2018年03月31日
千里中央(大阪府 豊中市・千里ニュータウン)、心療内科 精神科「医療法人秀明会 杉浦こころのクリニック」の杉浦です。
今回は「復職支援(リワーク)」の30回目です。引き続き、復職支援(リワーク)について詳しく触れたいと思います。
【続き→】●職場復帰に向けた(リワークに向けた)「メンタルヘルスのトレーニング」
今まで説明してきた生活リズムの正常化や身体機能やメンタルヘルス機能回復のためのトレーニングに関しては、職場復帰のための準備(リワークのための準備)として無意識のうちに取り組まれている方も少なくないでしょう。しかし、このリハビリ期において、自分で意識的に取り組まなければならない大きな課題が、職場復帰に向けた(大きな課題が、リワークに向けた)『メンタルヘルスのトレーニング』なのです。

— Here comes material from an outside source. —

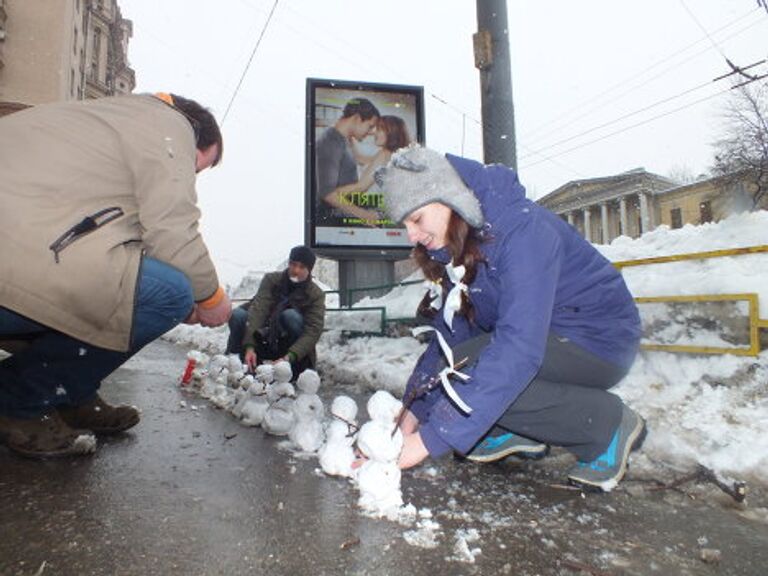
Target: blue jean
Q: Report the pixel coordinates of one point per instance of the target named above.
(59, 370)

仕事をしながら、うつ病などメンタルヘルス不調を患った方の多くは「仕事の量が多かったから」「自分の能力では与えられた業務をこなしきれなかったから」「職場の人間関係が悪くて」など、職場に何かしらの原因を感じていることでしょう。もちろん、職場は業務の遂行に伴う身体的疲労やストレスなどが、過度に蓄積して労働者のメンタルヘルスを損なうことがないよう注意する義務(これを「安全配慮義務」と呼びます)を負っているので、皆様が快適に健康で働けるような職場作りをする努力をしなければいけません。しかしながら、職場はあくまで労務提供の場ですから、労働者にとって快適な職場環境づくりに精力を注いで、本来の仕事がおろそかになるわけにはいかないのです。つまり、職場では何らかのノルマが課されることや一見自分の能力だけではこなしきれない仕事を任せられること、さらには、気が合わない人と一緒に仕事をすることなど、排除できないストレスが常にたくさん存在しているのです。

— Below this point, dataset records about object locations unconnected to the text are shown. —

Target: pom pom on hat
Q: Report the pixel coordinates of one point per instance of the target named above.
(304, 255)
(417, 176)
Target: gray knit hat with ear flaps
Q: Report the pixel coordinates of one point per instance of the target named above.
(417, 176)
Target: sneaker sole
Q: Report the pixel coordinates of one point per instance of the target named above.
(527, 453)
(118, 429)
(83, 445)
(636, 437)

このように多くのストレスが当然のように存在している職場に復職する(職場にリワークする)わけですから、再び職場でストレスにさらされたときに対応できるようなトレーニングを行わなければ、せっかく休養と薬物療法によって回復したうつ病などメンタルヘルス不調がぶり返してしまうことが予想されるのです。職場が変わってくれることはあまり期待できない以上、皆様が職場のストレスと上手に付き合えるように変わっていくしかありません。まさにそれが、「メンタルヘルスのトレーニング」と言えるものなのです。
以上、千里中央駅直結・千里ライフサイエンスセンタービル16階・豊中市、心療内科「杉浦こころのクリニック」の杉浦でした。